OLM API Reference

`olm.train.trainer.ddp_trainer`

Source: src/olm/train/trainer/ddp_trainer.py:1

Distributed Data Parallel (DDP) Trainer using PyTorch's native DDP.

Classes

DDPTrainer(model: torch.nn.modules.module.Module, optimizer: torch.optim.optimizer.Optimizer | Type[torch.optim.optimizer.Optimizer], dataloader: olm.data.datasets.data_loader.DataLoader, device: str, context_length: int, grad_accum_steps: int = 1, use_amp: bool = True, loss: Type[olm.train.losses.base.LossBase] = <class 'olm.train.losses.cross_entropy.CrossEntropyLoss'>, callbacks: List[olm.train.trainer.trainer.TrainerCallback] | None = None, scheduler: Any | None = None, grad_clip_norm: float | None = None, warmup_steps: int | None = None, total_steps: int | None = None, min_lr: float = 0.0, learning_rate: float = 0.0003, weight_decay: float = 0.0, use_warmup_cosine: bool = True, ddp_backend: str | None = None, find_unused_parameters: bool = False, broadcast_buffers: bool = True, bucket_cap_mb: int = 25, gradient_as_bucket_view: bool = True, static_graph: bool = False)
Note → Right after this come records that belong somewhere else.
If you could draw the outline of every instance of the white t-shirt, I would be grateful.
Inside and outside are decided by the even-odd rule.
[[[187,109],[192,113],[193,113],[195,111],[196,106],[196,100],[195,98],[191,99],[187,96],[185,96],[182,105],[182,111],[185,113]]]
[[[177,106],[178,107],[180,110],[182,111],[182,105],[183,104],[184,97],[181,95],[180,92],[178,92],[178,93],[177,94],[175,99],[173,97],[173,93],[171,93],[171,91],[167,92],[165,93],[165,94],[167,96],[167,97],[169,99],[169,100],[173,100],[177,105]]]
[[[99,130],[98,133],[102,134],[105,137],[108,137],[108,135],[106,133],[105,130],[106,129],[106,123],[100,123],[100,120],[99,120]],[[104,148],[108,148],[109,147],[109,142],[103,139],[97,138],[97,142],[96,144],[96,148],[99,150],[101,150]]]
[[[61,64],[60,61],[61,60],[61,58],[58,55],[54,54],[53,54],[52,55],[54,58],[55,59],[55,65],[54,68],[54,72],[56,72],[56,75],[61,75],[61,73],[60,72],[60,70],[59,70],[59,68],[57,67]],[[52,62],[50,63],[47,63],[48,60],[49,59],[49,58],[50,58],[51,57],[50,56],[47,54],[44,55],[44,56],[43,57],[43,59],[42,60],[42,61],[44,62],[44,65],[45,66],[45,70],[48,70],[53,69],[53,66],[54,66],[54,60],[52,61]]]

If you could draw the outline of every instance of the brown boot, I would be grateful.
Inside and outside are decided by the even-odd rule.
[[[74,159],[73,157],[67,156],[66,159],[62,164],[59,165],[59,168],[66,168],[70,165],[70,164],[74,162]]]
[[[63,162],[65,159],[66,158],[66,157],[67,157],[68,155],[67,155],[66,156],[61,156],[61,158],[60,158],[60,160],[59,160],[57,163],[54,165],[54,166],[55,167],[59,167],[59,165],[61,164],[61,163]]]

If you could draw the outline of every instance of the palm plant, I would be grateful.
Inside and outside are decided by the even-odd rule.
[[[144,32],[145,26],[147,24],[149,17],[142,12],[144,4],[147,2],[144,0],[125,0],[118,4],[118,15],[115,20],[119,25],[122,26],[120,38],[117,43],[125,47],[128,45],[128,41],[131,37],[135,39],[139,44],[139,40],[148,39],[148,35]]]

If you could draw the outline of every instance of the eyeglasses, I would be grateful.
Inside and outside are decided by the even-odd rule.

Bases: olm.train.trainer.trainer.Trainer

Source: src/olm/train/trainer/ddp_trainer.py:27

Trainer with PyTorch Distributed Data Parallel (DDP) support.

Wraps the model with torch.nn.parallel.DistributedDataParallel and handles:

  • Distributed sampler setup
  • Gradient synchronization (with no_sync for gradient accumulation)
  • Metrics aggregation across ranks
  • Checkpoint saving on rank 0

Parameters

  • model: Model to train.
  • optimizer: Optimizer instance or class.
  • dataloader: DataLoader (will add DistributedSampler if needed).
  • device: Device for training.
  • context_length: Max sequence length.
  • grad_accum_steps: Gradient accumulation steps.
  • use_amp: Use automatic mixed precision.
  • loss: Loss function class.
  • callbacks: Training callbacks.
  • scheduler: Learning rate scheduler.
  • grad_clip_norm: Gradient clipping threshold.
  • warmup_steps: Warmup steps for scheduler.
  • total_steps: Total training steps.
  • min_lr: Minimum learning rate.
  • learning_rate: Learning rate (if optimizer is a class).
  • weight_decay: Weight decay (if optimizer is a class).
  • use_warmup_cosine: Use warmup+cosine scheduler by default.
  • ddp_backend: DDP backend ('nccl' for GPU, 'gloo' for CPU, None for auto).
  • find_unused_parameters: DDP parameter for models with unused params.
  • broadcast_buffers: Broadcast model buffers at beginning of forward.
  • bucket_cap_mb: DDP bucket size in MB for gradient communication.
  • gradient_as_bucket_view: Use gradient views to reduce memory (recommended).
  • static_graph: Set to True if model graph doesn't change (optimization).

Example

# Launch with: torchrun --nproc_per_node=4 train.py
from olm.core.dist import setup_distributed
setup_distributed()

trainer = DDPTrainer(
    model=model,
    optimizer=torch.optim.AdamW,
    dataloader=dataloader,
    device=f"cuda:{get_local_rank()}",
    context_length=512,
    learning_rate=3e-4
)
trainer.train(epochs=10)

Methods

train(self, epochs: int, log_interval: int = 10, max_steps: int = None, steps_per_epoch: int = None) -> list[float]

Source: src/olm/train/trainer/ddp_trainer.py:150

Training loop with DDP support.

Parameters

  • epochs: Number of epochs.
  • log_interval: Log every N steps.
  • max_steps: Maximum steps to train.
  • steps_per_epoch: Max steps per epoch.

Returns

List of loss values (only on rank 0).